29

MIKE

COOLANGATTA

MIKE SITS IN THE God Minister’s living room and waits for him to finish his lunch. Mike broils in the eerie domestic strangeness of it all. There’s a glass coffee table covered with documents. Two armchairs matched to the couch’s maroon velour. A fancy gold clock under a glass dome. The place is painfully quiet, and he can hear the minister in the adjoining room, talking on the phone as he pushes a knife around on the chinaware.

Mike has nothing to distract him from his thoughts.

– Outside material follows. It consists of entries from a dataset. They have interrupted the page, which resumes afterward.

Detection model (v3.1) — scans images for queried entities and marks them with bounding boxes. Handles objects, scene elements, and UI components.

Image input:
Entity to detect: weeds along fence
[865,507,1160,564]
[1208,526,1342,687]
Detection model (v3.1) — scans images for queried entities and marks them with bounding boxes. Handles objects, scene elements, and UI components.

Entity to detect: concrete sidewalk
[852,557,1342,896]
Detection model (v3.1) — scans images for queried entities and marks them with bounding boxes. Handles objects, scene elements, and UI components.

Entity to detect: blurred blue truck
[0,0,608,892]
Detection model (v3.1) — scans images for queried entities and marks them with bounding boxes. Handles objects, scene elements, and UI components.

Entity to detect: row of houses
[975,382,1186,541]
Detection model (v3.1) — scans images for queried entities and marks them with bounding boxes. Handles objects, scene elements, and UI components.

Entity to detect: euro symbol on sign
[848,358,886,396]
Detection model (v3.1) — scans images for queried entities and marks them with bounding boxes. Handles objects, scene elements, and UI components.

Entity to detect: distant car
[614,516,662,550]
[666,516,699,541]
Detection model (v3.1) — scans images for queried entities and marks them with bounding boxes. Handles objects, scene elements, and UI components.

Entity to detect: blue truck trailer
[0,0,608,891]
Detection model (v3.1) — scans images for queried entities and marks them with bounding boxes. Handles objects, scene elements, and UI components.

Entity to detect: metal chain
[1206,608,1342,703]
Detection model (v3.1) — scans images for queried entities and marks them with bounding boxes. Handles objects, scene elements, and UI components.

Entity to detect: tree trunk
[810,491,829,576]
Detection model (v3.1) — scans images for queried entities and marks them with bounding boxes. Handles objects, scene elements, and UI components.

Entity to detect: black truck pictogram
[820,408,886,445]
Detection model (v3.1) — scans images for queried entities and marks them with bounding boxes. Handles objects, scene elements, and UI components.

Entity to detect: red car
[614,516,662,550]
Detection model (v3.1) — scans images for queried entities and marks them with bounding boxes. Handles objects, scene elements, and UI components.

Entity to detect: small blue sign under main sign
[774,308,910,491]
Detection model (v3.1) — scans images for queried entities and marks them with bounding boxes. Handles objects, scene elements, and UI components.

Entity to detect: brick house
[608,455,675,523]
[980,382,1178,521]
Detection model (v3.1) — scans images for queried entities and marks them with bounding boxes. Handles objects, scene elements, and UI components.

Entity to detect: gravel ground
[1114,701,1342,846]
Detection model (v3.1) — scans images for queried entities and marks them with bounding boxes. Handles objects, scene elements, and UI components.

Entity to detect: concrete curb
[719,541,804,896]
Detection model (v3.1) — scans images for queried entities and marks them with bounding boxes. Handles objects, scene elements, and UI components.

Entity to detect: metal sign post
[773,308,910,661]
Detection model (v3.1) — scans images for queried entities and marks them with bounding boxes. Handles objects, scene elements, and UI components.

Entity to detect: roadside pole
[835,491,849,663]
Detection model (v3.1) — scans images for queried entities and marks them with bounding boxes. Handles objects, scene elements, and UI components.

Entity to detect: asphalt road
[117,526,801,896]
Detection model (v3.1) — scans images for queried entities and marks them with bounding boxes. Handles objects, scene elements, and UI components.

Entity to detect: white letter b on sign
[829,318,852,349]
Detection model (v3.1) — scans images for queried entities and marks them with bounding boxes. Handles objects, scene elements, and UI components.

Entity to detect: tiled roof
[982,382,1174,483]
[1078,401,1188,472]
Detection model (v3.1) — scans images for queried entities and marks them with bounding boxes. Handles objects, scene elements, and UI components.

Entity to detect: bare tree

Crashing the party last night was sloppy.

People know his face.

People know his name, probably.

Bad people.

The worst kind.

At least no one can touch him up here.

The housekeeper snaps him out of it. ‘Would you like some more tea while you wait?’

‘I’m good.’

He nearly got himself killed. Shot at by Christ-knows-who at the estate of a crooked copper. The deputy commissioner, no less. And then there’s the bunker and the callboy Jamie and all the rest of it.

The police files.

Piles and piles of files.

Mike reaches into his pocket and retrieves the one piece he could snatch up: the page of foolscap paper listing names and dates and numbers. He runs down the list and shudders for the tenth time. He knows more than a few of these names.

Lawyers and judges.

Media people.

Financiers.

Trouble.

Deep shit.

Ten minutes later, the minister slowly hobbles out. His crutches look ready to snap under his bulk. He’s so wide and tall, he takes up two seats on an aeroplane apparently. ‘Mike. I didn’t know we had something booked for today.’

‘We don’t. It’s an emergency.’

‘I see.’

He doesn’t sit.

Mike comes forward on the couch and looks up at him. ‘I’ve been doing what you asked and …’

‘Yes?’

Mike tells him everything. Everything except the page with the names.

The minister takes it all in without comment. His eyes widen, briefly, at the mention of Deputy Commissioner Sorensen’s secret filing room, but the rest washes over him. It’s all just information.

‘I’m worried,’ says Mike.

‘Why, son?’

‘They’re cops.’

‘I’m the Minister of Police. They answer to me.’

‘Do they?’

‘Of course they do. Just carry on with the Fantasyland job. If the hold-up with the park is purely money-related, and it sounds like it is, well, I can step in, I guess, but …’

‘What is it, sir?’

‘I’d have thought a man as resourceful as you might have his own ideas. Whatever upside you take from this is all yours for the keeping. Do as you please with the details. I just want the thing to open on time.’

‘Uh, okay … okay,’ says Mike, and the words are coming out, but it’s just sound in among the other noise in his head.

Mike stumbles back down the hill. He walks along the cliffs by the ocean and tries to let the vast open vista calm his nerves. It doesn’t work. In fact, the contrast just drives the point in even harder. This is bad. This is unnatural. This is going wrong. Turn back. But some spark deep inside him fires to life. It suddenly seems obvious what to do next: keep moving, stay alive. Win.

Back in his motel room, he throws together his stuff.

Unsure of when he’ll get another chance to call home, he picks up the phone.

His wife, Sonya, answers.

‘Can I talk to them?’

Without a single word, she puts his son on the line. ‘Dad?’

‘Hey, buddy.’

‘What’s going on?’

Mike covers his eyes, breathes through it. ‘Nothing much. Just wanted to say hello. What are you doing?’

‘Watching TV.’

‘What is it?’

‘The cartoons,’ and his son tells him the station.

Mike turns on the TV in his room so they can watch it together. ‘Who’s that?’

‘He-Man. Watch this.’

He-Man zaps his cat with a sword and turns it into a giant green beast.

‘Not bad,’ says Mike.

The cartoon show segues back to the host, a feral-looking puppet, like something you’d find in a bin. The puppet announces a guest.

Mike misses the name, but his son shouts, ‘Yes!’

A man in a police uniform appears on the screen. He sits down beside the puppet. There’s an overlay of text: Constable Chris. The policeman smiles out at the kids watching and Mike feels nothing but pure and complete terror.

It’s Chris from Sorensen’s party.

The man who grabbed him.

On the screen, Constable Chris is telling everyone about bike safety. He’s strapping on a helmet and the fucking puppet is strapping on a helmet, too.

‘Turn it off,’ yelps Mike.

‘What? No.’

He screams, ‘Turn it off!’

His kid is crying.

He hears his wife moving around, flustered in the background.

Mike stares into the haze of the screen and feels the world tilt.